Scripture: from verse 3
…your offspring will possess the nations and will people the desolate cities.
Observation: Isaiah 53 covered Yeshua’s death, and now God gets to talk about the redemption of His people. I gather it makes Him happy.
He begins by promising that those who have no families will have families, that we will spread and grow and sing for joy together. What struck me here is the promise to people the desolate cities.

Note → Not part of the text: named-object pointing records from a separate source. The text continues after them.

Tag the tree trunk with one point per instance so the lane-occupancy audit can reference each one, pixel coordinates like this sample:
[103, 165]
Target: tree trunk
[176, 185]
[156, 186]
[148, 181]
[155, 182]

Cities don’t (usually) become desolate at random. A deserted city represents the failure of some venture, or the inability to adjust to new innovation. In the 60s, Detroit churned out cars with the expectation that every family would replace their car every two years. When the economy shifted and buying patterns changed and foreign manufacture improved, Detroit began to get smaller and smaller. And not every deserted place is a city: Borders went out of business a few years ago, when it couldn’t adapt to the online marketplace, and that guy who started a company that mails glitter to your enemies couldn’t keep up with demand and sold his website, and Kickstarters fail every day because the product didn’t generate enough interest. Ventures fail. Circumstances change.
But God’s redeemed will occupy the deserted cities. God is the Source of Sources, and He can provide the inspiration or innovation or chance meeting or extra funding or whatever it takes to make a failed venture succeed. God can make the desert bloom.
Application: I can think of several possible things to put here, but none of them feel right. So I won’t.
Prayer: God, I praise you because you can see what makes a thing fail and what makes it succeed. I praise you because your resources are infinite. Thank you for preparing a place for me. Help me to walk in your plan.